Il 29 dicembre scorso la Procura di Torino ha chiuso il fascicolo d’inchiesta relativo alla morte avvenuta nell’agosto del 2015 in seguito a un TSO (trattamento sanitario obbligatorio) di Andrea Soldi, un uomo di 45 anni affetto da schizofrenia.

Per quel decesso la Procura ha rinviato a giudizio tre agenti della polizia municipale e lo psichiatra che aveva in cura il ragazzo.
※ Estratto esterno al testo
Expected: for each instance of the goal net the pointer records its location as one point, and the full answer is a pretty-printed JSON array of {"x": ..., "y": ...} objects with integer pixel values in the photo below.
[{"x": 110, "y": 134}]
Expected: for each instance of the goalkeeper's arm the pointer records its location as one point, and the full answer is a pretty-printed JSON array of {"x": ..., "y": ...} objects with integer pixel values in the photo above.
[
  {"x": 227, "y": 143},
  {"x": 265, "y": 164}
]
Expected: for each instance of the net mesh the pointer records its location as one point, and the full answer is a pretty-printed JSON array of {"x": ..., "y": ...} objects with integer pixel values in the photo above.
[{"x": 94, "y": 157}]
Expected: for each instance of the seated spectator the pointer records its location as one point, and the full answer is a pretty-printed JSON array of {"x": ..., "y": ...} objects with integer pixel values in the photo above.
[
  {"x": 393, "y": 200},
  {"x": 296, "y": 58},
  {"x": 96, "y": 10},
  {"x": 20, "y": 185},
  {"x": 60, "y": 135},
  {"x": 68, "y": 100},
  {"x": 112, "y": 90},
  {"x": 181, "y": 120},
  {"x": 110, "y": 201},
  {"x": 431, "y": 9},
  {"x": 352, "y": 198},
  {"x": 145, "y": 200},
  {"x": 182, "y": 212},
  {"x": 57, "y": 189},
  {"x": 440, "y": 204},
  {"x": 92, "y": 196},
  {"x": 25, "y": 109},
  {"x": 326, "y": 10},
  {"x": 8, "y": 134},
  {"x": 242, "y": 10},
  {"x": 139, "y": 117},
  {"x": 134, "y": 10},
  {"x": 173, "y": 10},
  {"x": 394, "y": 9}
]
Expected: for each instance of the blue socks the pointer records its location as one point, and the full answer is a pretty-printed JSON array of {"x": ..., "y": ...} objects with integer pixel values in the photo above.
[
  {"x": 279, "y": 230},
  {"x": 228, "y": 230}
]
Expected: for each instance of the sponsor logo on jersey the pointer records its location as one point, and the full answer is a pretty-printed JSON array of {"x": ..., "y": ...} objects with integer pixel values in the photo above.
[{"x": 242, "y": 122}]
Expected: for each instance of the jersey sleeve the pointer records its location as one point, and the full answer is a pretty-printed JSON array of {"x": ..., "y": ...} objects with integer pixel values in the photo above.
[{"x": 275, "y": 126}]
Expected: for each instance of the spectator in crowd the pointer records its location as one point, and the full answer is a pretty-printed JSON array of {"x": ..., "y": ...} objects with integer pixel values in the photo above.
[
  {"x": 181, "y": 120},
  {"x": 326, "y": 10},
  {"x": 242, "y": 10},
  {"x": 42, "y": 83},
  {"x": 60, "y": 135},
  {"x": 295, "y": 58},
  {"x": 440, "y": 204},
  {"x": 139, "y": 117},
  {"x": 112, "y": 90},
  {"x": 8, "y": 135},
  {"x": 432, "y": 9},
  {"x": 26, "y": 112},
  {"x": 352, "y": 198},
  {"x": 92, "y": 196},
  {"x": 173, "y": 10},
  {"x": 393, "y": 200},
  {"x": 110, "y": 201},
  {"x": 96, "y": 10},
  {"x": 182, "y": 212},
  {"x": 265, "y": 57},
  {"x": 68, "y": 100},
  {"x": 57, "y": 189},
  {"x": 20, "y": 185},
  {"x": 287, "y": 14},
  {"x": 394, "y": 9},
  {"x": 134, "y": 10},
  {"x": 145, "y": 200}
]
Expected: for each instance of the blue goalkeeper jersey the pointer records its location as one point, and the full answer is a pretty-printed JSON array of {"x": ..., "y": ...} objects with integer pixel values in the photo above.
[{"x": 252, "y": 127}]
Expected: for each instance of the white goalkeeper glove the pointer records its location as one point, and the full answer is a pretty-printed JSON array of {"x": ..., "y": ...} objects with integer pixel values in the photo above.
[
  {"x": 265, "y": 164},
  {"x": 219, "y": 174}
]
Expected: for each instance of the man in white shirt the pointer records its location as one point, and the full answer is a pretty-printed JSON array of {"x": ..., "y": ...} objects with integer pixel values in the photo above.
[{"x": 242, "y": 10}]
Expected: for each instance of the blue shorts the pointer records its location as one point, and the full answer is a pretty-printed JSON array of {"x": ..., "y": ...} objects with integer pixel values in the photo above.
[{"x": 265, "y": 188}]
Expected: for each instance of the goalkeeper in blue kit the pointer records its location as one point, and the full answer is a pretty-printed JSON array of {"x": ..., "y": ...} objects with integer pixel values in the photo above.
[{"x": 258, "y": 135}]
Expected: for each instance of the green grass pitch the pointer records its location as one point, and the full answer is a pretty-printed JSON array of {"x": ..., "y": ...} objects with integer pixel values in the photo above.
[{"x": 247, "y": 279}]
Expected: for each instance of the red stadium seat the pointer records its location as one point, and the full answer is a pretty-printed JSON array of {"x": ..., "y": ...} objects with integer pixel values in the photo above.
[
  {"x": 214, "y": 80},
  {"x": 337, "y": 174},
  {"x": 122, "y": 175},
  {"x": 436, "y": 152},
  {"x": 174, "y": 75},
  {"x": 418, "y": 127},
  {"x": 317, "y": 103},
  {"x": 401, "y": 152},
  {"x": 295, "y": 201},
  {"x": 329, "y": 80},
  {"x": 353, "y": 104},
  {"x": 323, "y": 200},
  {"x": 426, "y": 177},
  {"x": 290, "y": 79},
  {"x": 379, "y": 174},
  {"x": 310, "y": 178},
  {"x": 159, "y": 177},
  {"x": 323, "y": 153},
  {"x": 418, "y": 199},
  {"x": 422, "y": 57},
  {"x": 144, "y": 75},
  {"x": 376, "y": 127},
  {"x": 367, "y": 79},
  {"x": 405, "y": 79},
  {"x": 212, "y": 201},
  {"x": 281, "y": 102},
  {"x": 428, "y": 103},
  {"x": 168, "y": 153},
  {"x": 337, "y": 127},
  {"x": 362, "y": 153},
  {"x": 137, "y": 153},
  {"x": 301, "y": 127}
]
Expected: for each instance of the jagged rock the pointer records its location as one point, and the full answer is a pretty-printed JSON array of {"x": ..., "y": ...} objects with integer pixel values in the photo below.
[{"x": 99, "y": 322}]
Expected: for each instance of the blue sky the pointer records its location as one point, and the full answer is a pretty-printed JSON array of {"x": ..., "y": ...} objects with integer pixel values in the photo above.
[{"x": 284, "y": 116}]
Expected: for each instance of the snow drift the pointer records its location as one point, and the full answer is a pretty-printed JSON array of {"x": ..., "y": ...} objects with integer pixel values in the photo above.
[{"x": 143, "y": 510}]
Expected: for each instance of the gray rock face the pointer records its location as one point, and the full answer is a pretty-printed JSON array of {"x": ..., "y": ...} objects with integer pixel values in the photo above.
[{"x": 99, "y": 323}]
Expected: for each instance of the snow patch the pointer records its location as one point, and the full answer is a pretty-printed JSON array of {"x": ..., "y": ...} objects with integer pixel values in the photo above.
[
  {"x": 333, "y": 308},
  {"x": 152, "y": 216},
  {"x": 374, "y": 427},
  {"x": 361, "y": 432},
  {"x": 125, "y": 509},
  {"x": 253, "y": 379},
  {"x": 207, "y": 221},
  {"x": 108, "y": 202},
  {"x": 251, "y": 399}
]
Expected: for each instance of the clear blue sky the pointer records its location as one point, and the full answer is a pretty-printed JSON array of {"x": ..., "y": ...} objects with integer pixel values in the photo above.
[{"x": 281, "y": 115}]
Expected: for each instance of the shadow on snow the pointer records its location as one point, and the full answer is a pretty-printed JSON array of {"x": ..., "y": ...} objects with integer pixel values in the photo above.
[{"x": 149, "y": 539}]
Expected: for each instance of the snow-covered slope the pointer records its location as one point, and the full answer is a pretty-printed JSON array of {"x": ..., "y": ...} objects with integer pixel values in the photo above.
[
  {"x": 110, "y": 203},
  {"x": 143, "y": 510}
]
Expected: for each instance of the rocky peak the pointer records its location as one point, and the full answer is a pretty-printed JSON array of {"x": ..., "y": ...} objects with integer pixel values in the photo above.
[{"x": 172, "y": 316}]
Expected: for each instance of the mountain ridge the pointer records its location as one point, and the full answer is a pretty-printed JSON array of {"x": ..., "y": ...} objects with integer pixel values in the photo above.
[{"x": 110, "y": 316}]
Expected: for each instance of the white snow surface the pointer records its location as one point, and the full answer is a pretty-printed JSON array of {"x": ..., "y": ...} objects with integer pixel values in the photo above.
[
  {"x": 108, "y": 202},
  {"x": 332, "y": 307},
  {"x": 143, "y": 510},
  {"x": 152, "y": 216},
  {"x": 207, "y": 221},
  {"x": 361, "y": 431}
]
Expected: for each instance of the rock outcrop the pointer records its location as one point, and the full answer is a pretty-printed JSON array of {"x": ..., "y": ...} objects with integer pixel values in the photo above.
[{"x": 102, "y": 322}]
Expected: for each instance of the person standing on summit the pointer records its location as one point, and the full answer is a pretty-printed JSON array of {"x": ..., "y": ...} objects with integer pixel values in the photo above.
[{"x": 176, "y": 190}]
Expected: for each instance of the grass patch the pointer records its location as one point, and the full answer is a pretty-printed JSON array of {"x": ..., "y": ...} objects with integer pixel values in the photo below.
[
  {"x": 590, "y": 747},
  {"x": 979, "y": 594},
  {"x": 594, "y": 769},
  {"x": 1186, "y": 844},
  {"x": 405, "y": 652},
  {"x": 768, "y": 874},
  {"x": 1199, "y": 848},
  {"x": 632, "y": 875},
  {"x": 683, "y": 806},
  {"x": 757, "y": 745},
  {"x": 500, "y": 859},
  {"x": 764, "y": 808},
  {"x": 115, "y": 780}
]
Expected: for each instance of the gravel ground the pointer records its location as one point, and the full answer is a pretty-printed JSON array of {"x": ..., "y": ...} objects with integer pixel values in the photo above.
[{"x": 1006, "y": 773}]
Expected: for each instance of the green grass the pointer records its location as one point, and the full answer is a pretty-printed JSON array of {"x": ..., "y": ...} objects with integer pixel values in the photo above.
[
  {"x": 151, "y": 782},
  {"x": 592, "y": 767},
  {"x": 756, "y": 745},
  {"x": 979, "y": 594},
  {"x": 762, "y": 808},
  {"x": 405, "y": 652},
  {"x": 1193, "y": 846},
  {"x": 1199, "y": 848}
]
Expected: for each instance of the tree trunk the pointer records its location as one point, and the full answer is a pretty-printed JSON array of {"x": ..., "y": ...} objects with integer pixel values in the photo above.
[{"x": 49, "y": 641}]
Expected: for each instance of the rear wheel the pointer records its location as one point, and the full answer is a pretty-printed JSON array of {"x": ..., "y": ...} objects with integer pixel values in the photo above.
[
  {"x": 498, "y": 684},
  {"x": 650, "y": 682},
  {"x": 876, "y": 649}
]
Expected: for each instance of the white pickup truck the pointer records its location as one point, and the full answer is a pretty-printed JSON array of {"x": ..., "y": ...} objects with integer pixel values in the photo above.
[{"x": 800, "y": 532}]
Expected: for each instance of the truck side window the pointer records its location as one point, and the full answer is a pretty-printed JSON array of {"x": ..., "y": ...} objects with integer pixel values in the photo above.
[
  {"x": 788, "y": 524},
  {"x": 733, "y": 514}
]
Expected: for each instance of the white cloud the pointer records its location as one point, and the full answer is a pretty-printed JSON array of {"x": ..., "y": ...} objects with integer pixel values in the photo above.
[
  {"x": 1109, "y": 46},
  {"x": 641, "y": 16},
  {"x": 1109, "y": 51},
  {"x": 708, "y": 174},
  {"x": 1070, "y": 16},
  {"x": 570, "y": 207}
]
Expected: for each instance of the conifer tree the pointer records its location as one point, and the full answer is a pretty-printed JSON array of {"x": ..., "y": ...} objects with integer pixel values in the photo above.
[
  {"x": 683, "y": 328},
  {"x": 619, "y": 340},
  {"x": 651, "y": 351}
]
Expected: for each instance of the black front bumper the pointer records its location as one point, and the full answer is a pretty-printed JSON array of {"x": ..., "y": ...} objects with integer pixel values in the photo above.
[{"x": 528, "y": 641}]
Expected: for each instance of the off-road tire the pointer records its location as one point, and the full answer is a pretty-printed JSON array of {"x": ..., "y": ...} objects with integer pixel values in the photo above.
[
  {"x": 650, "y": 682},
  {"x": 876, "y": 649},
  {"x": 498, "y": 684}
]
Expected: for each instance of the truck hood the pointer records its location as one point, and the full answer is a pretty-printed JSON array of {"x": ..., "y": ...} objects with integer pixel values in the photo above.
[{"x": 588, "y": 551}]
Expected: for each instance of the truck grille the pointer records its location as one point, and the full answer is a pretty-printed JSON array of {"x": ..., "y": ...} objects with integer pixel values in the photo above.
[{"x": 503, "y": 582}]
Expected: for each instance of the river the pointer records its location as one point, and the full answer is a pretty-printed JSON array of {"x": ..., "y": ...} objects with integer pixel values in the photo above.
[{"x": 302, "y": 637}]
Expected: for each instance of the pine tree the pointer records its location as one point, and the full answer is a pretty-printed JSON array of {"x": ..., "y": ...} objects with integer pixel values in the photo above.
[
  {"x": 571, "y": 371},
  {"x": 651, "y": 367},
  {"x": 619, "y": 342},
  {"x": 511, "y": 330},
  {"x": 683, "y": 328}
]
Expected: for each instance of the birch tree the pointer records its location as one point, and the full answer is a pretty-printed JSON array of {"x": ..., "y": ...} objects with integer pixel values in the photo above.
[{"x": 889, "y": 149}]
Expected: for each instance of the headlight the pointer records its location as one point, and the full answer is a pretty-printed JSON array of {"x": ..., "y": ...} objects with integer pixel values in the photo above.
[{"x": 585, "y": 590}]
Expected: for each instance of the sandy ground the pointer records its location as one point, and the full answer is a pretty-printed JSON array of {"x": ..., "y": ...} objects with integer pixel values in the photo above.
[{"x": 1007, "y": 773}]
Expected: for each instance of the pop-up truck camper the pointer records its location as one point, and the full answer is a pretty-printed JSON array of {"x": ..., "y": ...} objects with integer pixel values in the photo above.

I testimoni presenti quel giorno continuano a sostenere che ci fu un uso della forza eccessivo; nei fatti l’uomo è deceduto per soffocamento ancor prima di giungere al pronto soccorso. Per una pura casualità sulla terza rete Rai, la sera prima, quella del 28 dicembre, è andato in onda il film documentario “87 ore” che racconta invece la tragica vicenda di Francesco Mastrogiovanni, insegnante elementare morto anch’egli in seguito ad un TSO, il 4 agosto 2009, dopo 87 ore passate legato ad un letto di contenzione (mangiando una sola volta e ingerendo pochissimi liquidi) nel reparto psichiatrico dell’ospedale San Luca di Vallo della Lucania.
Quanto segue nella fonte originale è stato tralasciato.